Мадера, Херес и копченая мойва, море, туманно теряющееся вдали, округлый запах травы, камни с тонкой вязью непонятных писем. Тишина и стрекот мелкой живности. Пыль. Пыль везде. Выкопанные, выдолбленные в камне домики. Еще не штукатуренные. Выгнанные из переболевшего оспой песчаника. Бьющие в лоб неожиданные дороги. Они уходят в небо. Взлетают. Или падают, бегут из-под ног. Вниз, за поворот. Куда-то.
— Извините, а вы с чем обычно пьете Херес? — паясничает Валерка.
Окружающие нас потертые аборигены уважительно шепчутся. Молоденькая конопатая продавщица морщит эмбриональный лобик. Для нее семьдесят четыре гривны — это сумма. Для публики, переминающейся в очереди — недели нирваны, солнца, недостижимой валгаллы. Они существуют в своих параллельностях, находясь по разные стороны прилавка. В одной мыслят деньгами, в другой радостью.
— С шоколадкой.
— Пол килограмма мойвы и… шоколадку..
Слушатели вздыхают, и каждый тоскует о недостижимом.
— Ну, так здоровье мне надо поправить? Или ты против? — спрашиваю жену.
«Здоровье — сколько тебе его надо, Алик?», — бродит в голове, — «Много мне его надо. У меня есть Улька и планы. Улька рядом, а планы далеко. Но они есть. Ошибки тут быть не может. Ошибка может быть в трех- четырех месяцах. Вот где она может быть».
Успокаиваю себя, зачем-то. Зачем?
— Против, конечно, — Юлька в шутку надувается, — Опять, как катяхи будете…

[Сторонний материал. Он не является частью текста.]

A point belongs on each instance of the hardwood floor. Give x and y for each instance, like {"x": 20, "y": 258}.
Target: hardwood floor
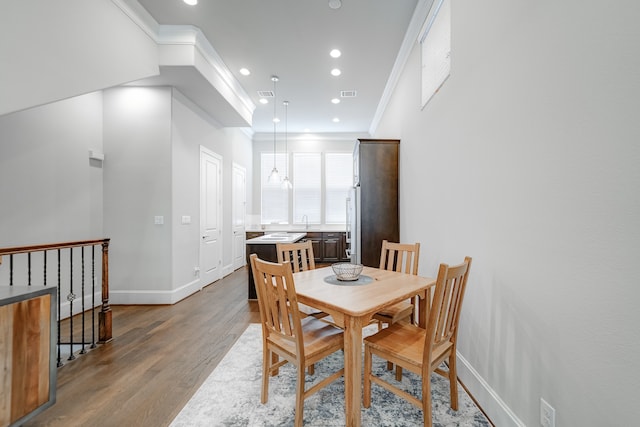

— Да брось ты, — я смеюсь. Плохой смех, деревянный выходит. Жена, зачем-то сжимает мою руку. Знает? Я подношу ее сухую ладошку к губам и целую. Я не вижу, но понимаю — она улыбается. Холодные пальчики на моей щеке.
— Небритый.
— В следующем году, Уль, обещаю, — она хихикает. Три, четыре месяца. Слишком мало. Я боюсь ей об этом сказать. Представляю, как она обожжется и посмотрит на меня. Что будет в ее глазах? Обида, наверное. Печаль. Что-то тоскливое.
Не-от-вра-ти-мость.
Я пробую это слово на вкус. Оно горчит.
— Ой, смотри, море.
— Где? — Юлька вертится, но моря нет. Просто темный провал, на фоне которого проносятся белесые тени. — Не видно ничего.
— Сейчас спустимся, увидишь, — я выворачиваю на темную заснеженную дорогу и, нырнув под мост, качусь вниз…
Нас ждут…
Я двигаюсь вниз почти на холостых. Скоро Новый год. Через пять часов. Будет для меня этот новый год? Целый ли он будет? Все триста шестьдесят с лишним дней? Зима, весна, лето, осень из корицы? Или все — таки то, о чем говорил врач? Три — четыре месяца. Не операбельно. Рафинированная тоска в этом «неоперабельно». Смертная скука. Сосредоточенная в том, что живет внутри меня. Или умирает вместе со мной. Уже должно быть больно. Но я ничего не чувствую, это странно.